Tuning of transport properties of the double-step chemical bath deposition grown zinc oxide (ZnO) nanowires by controlled annealing: An approach to generate p-type ZnO nanowires

ZnO nanowires/p-Si heterojunction diodes are fabricated by employing low temperature double-step chemical bath deposition technique. The grown samples are initially annealed at different temperatures in the range of 300 °C to 600 °C at 10 psi argon atmosphere for 30 min. Field emission scanning electron microscope images confirmed the growth of vertically oriented ZnO nanowires with average nanowire diameter and height of 183-190 nm and ~1.4 μm, respectively. The x-ray diffraction study shows that the samples are poly-crystalline with hexagonal wurtzite structure and ZnO nanowires are vertically c-axis oriented.
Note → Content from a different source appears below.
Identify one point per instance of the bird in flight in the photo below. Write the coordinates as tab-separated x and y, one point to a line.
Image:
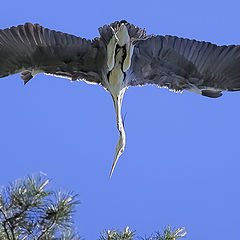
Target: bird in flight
121	57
The photoluminescence study indicates the presence of oxygen vacancy in as-grown and 300 °C annealed sample, whereas, the 500 °C annealed ZnO nanowires show the existence of oxygen interstitials. Heterojunction diodes are fabricated on the as-grown, 300 °C, 400 °C, 450 °C, 460 °C, 475 °C, 490 °C, 500 °C, 550 °C and 600 °C annealed nanowires for the measurements of current-voltage and capacitance-voltage characteristics. Both the results indicate an electron dominated transport for the as-grown to 490 °C samples and hole transport for ≥500 °C annealed sample. The acceptor or p-type dopant formation temperature is observed to be 500 °C, which shows an effective acceptor concentration of 1.15 × 1015 cm−3 (at 10 kHz) and 1.74 × 1015 cm−3 (at 1 MHz). Thus the work indicates a possible route for converting the n-type ZnO nanowires to p-type of nature.